The study, to be published in the Proceedings of the National Academy of Sciences,​ is providing detailed genetic explanations of how and why c-myb is essential for the proliferation of white blood cells by demonstrating that when it's removed, cell proliferation is impaired and the risk of developing cancer is reduced.

Dr Prem Reddy, lead author of the study told DrugResearcher.com​: "Research work carried out in the last 10 years has shown that c-myb is essential for the proliferation of most leukaemias."

"This study is another step in the process of validating the c-myb gene as a potential target for new cancer drugs."

The team's ultimate goal is to develop a drug that blocks the harmful activity of this gene, blocking the proliferation of tumour cells that depend on the activity of this protein.

"At the moment we are developing additional animal models to establish the role of this gene in breast cancer, which will also be useful in testing the small molecule inhibitors for cancer therapy,"​ Reddy commented.

"Developing a small molecule inhibitor of Myb would be a major breakthrough."

The team are currently are working with Onconova Therapeutics to develop this class of inhibitors and develop them to market.

About 41 per cent of the patients will have chronic leukemia - an estimated 7,800 chronic lymphocytic leukemia (CLL) cases and 4,500 chronic myelogenous leukemia (CML) cases.
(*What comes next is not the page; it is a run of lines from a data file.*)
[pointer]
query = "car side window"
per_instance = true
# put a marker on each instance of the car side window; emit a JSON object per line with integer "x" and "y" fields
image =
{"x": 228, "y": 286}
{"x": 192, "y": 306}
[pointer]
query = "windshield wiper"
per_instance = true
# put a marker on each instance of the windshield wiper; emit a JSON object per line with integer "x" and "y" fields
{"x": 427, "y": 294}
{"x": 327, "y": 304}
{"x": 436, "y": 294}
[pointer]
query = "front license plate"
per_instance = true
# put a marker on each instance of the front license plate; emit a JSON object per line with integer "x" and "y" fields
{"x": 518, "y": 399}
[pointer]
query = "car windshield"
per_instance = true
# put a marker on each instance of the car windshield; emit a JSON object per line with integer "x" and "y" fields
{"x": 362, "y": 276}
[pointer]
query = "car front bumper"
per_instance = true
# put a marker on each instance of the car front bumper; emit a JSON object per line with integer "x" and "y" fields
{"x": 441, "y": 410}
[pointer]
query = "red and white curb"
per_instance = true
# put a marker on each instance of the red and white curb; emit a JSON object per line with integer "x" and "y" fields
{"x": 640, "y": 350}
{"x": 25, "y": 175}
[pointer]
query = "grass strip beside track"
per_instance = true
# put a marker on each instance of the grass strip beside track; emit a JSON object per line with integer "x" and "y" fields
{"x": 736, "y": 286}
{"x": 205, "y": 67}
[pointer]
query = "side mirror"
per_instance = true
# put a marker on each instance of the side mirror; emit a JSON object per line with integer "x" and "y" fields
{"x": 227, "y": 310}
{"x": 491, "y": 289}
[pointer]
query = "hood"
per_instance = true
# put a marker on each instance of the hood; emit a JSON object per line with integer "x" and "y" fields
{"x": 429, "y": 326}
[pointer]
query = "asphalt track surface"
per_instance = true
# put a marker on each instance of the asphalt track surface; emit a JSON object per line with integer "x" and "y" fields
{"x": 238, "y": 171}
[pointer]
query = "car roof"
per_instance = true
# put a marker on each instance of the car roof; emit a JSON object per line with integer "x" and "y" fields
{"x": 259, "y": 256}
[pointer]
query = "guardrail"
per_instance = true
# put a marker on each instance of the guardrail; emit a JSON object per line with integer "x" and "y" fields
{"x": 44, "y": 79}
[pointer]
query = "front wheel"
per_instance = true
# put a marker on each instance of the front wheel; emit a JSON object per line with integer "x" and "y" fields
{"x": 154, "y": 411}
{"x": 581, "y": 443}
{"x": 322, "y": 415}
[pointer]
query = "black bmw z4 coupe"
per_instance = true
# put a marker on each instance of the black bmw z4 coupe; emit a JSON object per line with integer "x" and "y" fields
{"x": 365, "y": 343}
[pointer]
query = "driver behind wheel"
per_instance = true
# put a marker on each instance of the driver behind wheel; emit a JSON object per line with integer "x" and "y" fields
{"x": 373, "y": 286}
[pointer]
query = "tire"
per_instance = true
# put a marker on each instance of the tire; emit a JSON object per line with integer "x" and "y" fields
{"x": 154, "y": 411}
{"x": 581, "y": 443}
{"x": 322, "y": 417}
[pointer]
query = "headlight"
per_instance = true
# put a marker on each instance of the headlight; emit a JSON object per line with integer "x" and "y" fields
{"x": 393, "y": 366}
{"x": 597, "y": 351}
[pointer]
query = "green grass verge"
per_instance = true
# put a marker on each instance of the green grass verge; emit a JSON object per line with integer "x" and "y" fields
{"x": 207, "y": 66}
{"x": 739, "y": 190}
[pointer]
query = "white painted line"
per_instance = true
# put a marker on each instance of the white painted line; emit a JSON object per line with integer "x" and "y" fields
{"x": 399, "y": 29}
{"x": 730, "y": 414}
In addition, hairy cell leukemia (HCL), a slow-growing lymphocytic cancer, will account for about 604 cases (2 per cent of all leukaemias). It is estimated that approximately 22,000 American adults and children will die of leukemia each year.

Chronic leukemia, like many other cancers, is a "disease of old age"​ The average age of individuals with chronic lymphocytic leukemia (CLL) is roughly 70 years, and the average age of chronic myelogenous leukemia (CML) patients is 40 to 50 years. By contrast, acute lymphocytic leukemia (ALL) is largely a pediatric disease, usually appearing in children who are under 10 years of age.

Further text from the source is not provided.